Hearing the chime the birds returned home,
The mellowing west following the eastern gloom,
And stillness.
Adieu, my sun, for this day!
But it rose again the morning next,
And the same birds sprawled across the sky.
Welcome, welcome another day!
But my parting hour shall not shift fate,
And my farewell is beyond the welcome song.
Way ahead is my new home,
And I hate to leave my world behind.
Life- it goes on, only men do die;
But come back, as I will;
Some day in future I will try.
-1\10\97, Calcutta-43
COMMENTS :
Leaving a place old, especially one with many
associations is a very painful experience. The old places, the old
faces beckon one’s heart to itself through nostalgia and tears
of longing. This poem was written just before leaving Garden Reach
for my new home at Thakurpukur. But places must be left behind in
life’s onward march. That is the price one must pay for living.

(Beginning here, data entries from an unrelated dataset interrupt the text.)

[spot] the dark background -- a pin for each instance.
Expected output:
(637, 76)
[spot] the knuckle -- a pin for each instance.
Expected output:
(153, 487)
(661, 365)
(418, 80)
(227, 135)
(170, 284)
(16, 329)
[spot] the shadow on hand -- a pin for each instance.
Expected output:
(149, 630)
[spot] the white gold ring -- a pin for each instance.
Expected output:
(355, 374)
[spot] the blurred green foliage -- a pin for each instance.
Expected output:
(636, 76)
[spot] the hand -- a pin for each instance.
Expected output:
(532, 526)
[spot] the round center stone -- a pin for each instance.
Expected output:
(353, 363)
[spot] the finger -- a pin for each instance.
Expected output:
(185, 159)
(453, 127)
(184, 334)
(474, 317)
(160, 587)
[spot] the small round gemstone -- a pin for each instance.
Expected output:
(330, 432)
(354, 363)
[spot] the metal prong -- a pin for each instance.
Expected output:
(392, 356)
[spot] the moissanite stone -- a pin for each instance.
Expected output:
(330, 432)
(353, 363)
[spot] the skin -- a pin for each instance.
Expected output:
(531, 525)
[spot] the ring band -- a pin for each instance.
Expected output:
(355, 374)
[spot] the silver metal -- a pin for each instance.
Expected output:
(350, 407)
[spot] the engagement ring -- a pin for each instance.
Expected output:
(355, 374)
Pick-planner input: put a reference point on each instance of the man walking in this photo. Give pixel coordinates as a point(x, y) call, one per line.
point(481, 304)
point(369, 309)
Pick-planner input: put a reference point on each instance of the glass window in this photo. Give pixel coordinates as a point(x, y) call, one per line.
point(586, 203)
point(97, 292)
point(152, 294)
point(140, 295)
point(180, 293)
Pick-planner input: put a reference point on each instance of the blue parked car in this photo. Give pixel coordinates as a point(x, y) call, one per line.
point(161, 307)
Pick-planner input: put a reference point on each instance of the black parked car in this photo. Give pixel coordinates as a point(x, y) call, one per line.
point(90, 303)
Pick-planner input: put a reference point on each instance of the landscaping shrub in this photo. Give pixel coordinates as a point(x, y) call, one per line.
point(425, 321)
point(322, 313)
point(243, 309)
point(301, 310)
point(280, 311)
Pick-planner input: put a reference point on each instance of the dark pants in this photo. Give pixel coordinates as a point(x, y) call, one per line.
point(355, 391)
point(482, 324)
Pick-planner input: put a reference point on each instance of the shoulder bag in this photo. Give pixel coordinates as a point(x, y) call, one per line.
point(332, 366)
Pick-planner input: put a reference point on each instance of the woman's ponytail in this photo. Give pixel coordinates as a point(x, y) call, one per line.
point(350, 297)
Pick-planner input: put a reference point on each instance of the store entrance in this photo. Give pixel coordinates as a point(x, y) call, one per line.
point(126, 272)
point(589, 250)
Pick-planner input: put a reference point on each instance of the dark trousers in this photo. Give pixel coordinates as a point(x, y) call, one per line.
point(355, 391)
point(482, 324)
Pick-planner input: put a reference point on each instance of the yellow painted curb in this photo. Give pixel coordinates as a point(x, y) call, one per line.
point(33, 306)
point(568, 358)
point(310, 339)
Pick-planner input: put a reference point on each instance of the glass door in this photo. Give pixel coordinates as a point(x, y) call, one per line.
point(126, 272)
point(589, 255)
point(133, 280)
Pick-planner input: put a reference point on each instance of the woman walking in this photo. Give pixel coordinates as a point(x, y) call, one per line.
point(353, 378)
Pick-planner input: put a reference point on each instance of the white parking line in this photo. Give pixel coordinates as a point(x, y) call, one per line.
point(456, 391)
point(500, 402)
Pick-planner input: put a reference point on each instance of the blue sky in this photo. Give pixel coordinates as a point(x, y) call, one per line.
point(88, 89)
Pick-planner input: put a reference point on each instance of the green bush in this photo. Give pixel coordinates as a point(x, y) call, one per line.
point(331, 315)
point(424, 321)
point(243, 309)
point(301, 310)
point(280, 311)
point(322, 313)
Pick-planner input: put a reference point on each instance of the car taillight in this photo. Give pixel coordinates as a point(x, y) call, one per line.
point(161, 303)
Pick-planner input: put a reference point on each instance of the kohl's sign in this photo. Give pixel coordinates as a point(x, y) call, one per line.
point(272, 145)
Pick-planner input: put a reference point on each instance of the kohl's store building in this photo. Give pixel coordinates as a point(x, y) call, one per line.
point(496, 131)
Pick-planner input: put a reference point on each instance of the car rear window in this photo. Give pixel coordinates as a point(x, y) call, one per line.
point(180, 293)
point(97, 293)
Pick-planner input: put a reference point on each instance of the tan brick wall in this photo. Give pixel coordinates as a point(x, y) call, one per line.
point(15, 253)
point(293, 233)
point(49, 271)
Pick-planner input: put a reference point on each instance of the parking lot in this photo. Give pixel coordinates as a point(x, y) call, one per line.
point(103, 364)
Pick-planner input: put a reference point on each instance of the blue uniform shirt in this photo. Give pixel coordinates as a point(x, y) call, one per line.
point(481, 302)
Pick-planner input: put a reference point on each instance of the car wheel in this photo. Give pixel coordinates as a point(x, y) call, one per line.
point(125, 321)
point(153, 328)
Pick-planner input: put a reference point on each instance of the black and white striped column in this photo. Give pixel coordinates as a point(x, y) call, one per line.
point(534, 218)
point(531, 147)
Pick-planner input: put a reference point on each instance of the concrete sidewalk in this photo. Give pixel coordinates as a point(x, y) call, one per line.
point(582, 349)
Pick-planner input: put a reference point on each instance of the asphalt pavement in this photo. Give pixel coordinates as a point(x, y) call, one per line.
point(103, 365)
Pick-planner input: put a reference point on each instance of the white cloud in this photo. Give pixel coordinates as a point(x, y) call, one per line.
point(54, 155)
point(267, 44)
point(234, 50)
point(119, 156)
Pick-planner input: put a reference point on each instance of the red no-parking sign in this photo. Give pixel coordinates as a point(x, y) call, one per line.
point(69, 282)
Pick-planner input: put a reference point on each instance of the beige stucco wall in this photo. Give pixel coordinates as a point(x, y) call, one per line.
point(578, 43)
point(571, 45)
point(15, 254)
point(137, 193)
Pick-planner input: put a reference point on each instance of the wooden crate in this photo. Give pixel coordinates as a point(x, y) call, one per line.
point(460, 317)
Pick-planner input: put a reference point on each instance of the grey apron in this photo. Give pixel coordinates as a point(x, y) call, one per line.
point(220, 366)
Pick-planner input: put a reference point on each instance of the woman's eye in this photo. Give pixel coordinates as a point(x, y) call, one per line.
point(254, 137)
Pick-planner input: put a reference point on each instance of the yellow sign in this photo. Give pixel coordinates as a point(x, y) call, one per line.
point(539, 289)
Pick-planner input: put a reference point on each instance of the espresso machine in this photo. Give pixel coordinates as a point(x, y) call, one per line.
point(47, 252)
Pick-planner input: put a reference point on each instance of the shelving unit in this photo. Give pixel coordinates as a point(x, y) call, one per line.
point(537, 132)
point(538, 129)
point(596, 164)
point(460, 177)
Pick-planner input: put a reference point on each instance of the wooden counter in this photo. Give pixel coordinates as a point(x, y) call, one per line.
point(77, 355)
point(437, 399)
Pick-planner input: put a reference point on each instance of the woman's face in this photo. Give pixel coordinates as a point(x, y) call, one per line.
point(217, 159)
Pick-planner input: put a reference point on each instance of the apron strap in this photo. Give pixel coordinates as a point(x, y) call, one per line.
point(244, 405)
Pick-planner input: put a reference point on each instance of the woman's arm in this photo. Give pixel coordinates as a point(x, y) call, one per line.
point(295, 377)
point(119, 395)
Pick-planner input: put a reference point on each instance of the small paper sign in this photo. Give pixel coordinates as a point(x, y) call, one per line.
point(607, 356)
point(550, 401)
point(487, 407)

In fact, the going to a new place is a new experience, even
educative, and so is not always to be abhorred. But then how often
has the heart been pacified with logic when it is crying for lost
treasures. Thus too Charles Lamb lamented in his
‘The Old Familiar Faces’:
"I have had playmates, I have had
companions
In my days of childhood, in my joyful school-days;
All, all are gone, the old familiar faces.
I have been laughing, I have been carousing,
Drinking late, sitting late, with my bosom cronies;
All, all are gone, the old familiar faces.
I loved a love once, fairest among women:
Closed are her doors on me, I must not see her-
All, all are gone, the old familiar faces."
Finally, acceptance is the rule of life. At
least resignation. Thus:
My childhood world is deep down the seabed…
Where once at dawn the waking cocks would crow,
Where rye once ripened and blue forests murmured,
The fishing nets sway in the current below.
Without the bitterness of wrong inflicted,
You look into the depths with saddened eyes.
Imagining the humble thatch of rooftops
Where now a days a village Atlantis lies.
The wind is rising. In between black piles,
Foam white as cotton wool is briskly churning.
Sleep on, Atlantis. Sleep, and do not surface,
For what is sunken, there is no returning.